Loves Addiction.

Dear Bubbles,

I like to think that once you learn how to love, you learn to fall easily. Now that maybe a good thing or a bad thing. It all depends on the person you're falling in love with.

And I'll be honest I'm not ready to admit I fell in love with him. Especially so quickly and so weirdly. Everyone in my life knows it though he knows it, you know it, your girlfriend knows it, fuck dude my internet friend knows it and we barely talk. Everyone knew it before I did, I didn't realize it was true till he said it. I still don't want to accept it though.

Cause what if it doesn't work out? What if I get hurt again? There's so many "What ifs" I could go one for days about it. Especially with what our relationship has been lately.

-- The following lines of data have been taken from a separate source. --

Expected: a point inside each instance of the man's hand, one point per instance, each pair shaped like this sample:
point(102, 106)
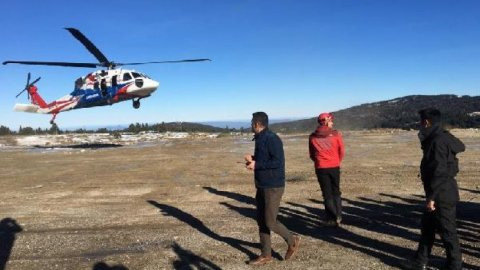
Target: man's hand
point(251, 165)
point(249, 162)
point(430, 206)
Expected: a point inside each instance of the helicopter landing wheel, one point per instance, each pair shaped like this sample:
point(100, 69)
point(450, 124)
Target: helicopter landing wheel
point(136, 104)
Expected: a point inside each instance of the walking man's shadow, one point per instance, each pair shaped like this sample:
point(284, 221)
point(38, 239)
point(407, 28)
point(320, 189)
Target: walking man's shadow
point(8, 228)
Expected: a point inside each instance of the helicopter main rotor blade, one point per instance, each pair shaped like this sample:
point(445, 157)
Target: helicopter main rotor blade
point(35, 81)
point(28, 80)
point(63, 64)
point(89, 45)
point(163, 62)
point(20, 93)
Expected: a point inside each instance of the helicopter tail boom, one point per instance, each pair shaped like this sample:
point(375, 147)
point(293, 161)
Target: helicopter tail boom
point(31, 108)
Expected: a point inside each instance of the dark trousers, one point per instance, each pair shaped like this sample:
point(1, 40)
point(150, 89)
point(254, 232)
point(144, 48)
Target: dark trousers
point(329, 180)
point(444, 220)
point(268, 203)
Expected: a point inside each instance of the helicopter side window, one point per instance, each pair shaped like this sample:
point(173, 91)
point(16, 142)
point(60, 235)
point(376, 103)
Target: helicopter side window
point(136, 75)
point(126, 77)
point(78, 83)
point(103, 86)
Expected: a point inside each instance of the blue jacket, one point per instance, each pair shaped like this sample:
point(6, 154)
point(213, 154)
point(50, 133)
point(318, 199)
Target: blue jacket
point(269, 160)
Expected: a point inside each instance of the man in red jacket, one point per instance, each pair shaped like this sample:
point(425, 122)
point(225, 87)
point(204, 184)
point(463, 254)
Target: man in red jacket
point(327, 151)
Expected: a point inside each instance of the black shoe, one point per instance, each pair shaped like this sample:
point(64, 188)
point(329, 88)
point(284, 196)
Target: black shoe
point(412, 265)
point(329, 223)
point(449, 267)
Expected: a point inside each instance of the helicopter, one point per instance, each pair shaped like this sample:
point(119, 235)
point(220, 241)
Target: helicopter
point(106, 86)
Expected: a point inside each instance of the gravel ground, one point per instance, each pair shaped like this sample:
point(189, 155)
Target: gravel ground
point(186, 203)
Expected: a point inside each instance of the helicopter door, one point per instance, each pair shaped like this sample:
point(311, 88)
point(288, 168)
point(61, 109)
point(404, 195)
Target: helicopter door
point(103, 87)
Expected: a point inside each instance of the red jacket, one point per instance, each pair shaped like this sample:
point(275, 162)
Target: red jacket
point(326, 147)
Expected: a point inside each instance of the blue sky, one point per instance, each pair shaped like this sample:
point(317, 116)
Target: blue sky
point(289, 58)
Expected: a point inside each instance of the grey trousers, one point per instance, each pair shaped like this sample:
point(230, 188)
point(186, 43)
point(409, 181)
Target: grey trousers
point(268, 203)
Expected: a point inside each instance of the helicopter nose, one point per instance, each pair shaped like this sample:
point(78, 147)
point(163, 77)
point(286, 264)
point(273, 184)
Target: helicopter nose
point(150, 85)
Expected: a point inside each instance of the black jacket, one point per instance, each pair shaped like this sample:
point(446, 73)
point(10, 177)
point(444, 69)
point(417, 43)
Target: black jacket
point(439, 164)
point(269, 160)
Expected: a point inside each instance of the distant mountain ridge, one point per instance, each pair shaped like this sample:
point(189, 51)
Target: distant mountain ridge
point(457, 111)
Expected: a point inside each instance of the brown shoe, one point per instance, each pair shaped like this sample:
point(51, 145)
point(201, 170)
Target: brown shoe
point(292, 248)
point(261, 260)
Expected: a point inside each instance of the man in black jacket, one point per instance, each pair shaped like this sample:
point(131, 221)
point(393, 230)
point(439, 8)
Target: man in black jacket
point(438, 168)
point(268, 164)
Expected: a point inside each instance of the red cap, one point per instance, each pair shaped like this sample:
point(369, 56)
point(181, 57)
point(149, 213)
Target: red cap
point(324, 118)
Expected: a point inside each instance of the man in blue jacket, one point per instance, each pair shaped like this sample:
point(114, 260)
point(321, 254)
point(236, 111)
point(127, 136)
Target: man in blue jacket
point(268, 164)
point(438, 168)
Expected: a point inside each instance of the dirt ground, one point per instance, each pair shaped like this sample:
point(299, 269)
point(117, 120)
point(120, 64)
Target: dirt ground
point(188, 204)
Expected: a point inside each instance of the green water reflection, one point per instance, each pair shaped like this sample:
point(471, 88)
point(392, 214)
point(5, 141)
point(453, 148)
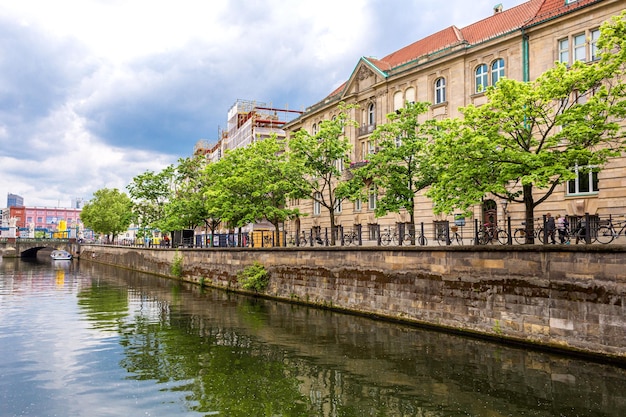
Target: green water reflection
point(223, 354)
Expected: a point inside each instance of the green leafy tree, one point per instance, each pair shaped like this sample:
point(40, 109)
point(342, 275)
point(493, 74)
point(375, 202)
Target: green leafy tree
point(109, 212)
point(186, 208)
point(253, 183)
point(322, 157)
point(530, 135)
point(401, 166)
point(150, 192)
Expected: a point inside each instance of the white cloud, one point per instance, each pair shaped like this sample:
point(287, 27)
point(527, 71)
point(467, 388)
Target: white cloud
point(94, 92)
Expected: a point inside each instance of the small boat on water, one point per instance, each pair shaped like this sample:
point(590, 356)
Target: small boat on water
point(60, 255)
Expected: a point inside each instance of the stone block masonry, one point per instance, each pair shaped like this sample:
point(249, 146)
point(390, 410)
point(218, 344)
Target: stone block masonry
point(569, 299)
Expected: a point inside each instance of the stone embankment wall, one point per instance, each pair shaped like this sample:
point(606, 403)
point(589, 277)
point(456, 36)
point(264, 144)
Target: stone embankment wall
point(564, 298)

We want to stay friends so he can focus on school but then we continuously flirt non-stop. Like on FaceTime he'd randomly blow kisses or make comments about cuddling and I'd comment back and so on. It's impossible to be just friends outside of public. Cause on campus it's so much different. There is little to no affection in person unless we're 100% alone.

He confuses me sometimes, but there are times I understand what he's trying to do or think. He's just one of those people that are hard to read if they don't talk much. It's frustrating.

But my mom is feeling better, I can go home. And that means I'll be able to do the homework for my classes. Meaning my stress is going to decrease. My life is calming down, now it's just a matter of keeping it calm.

I know I didn't write much today, but there's not much to tell. Just thought I'd get that little bit of information off my mind while I still remembered.